Louis Hamelin rejoint ici la pensée d'Oscar Wilde sur l'art. Vues ainsi, les théories prennent une toute autre dimension dans nos esprits bousculés par les truthers. Cela permet de se calmer le pompon et de savourer leurs créations. Cet oncle ou cet ami qui vous bassine les oreilles depuis plus de 10 ans sur les attentats du 11-Septembre, voyez-le comme un authentique spécimen de l'espèce fabulatrice, un lecteur pénétré d'une oeuvre fort complexe, en fait.

Hamelin nomme trois traits que doit posséder une théorie du complot pour être respectée: elle n'a pas d'auteur («elle est une création collective, vouée par sa nature même à une forme de contagion intellectuelle»), elle bénéficie d'une diffusion (si vous êtes seul dans votre sous-sol à défendre une théorie, elle ne vaut rien) et enfin, elle doit avoir un minimum de vraisemblance.

Louis Hamelin prend le sujet au sérieux. On ne badine pas avec les théories du complot pas plus qu'avec la littérature. «Affirmer l'essence littéraire des théories du complot permet de les arracher pour de bon au domaine de l'élucubration lourdingue et de les investir de tout le mortel sérieux qui leur revient. Un bon roman est un exercice d'approfondissement de la réalité, sa lecture nous rend plus présent le monde qui nous entoure. Une bonne théorie du complot devrait accomplir exactement la même chose.»
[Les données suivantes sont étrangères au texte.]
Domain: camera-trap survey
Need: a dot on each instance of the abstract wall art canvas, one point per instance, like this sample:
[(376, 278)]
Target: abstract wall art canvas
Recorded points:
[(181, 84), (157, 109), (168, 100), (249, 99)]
Cerise sur le sundae, Hamelin dresse pour nous son palmarès des théories du complot, et l'on remarque tout de suite combien ce genre non reconnu pour sa valeur littéraire intrinsèque a une réelle influence dans nos vies. Car, volontairement ou non, nous nous sommes tous un jour frottés au genre. Dans son top 10: John F. Kennedy, DSK, Bobby Kennedy et Martin Luther King, Lady Di et Dodi Al-Fayed, le 11-Septembre, Pearl Harbor, la crise d'Octobre, l'affaire Moro, l'affaire Dominici et Roswell. Maintenant, osez avouer ne pas connaître au moins une des théories de cette liste. Même le plus rationnel des lecteurs se demande encore aujourd'hui qui a tué JFK, cette théorie étant la mère de toutes les théories du complot. La grille d'analyse de Louis Hamelin permet d'aborder le phénomène autrement et de jouir de sa paranoïa en l'encadrant. Selon cette grille, les Sandy Hook Truthers échouent au trait de la vraisemblance. Mais donnez leur le temps de polir leur oeuvre, et qui sait si la théorie de Newtown ne deviendra pas un nouveau best-seller du genre.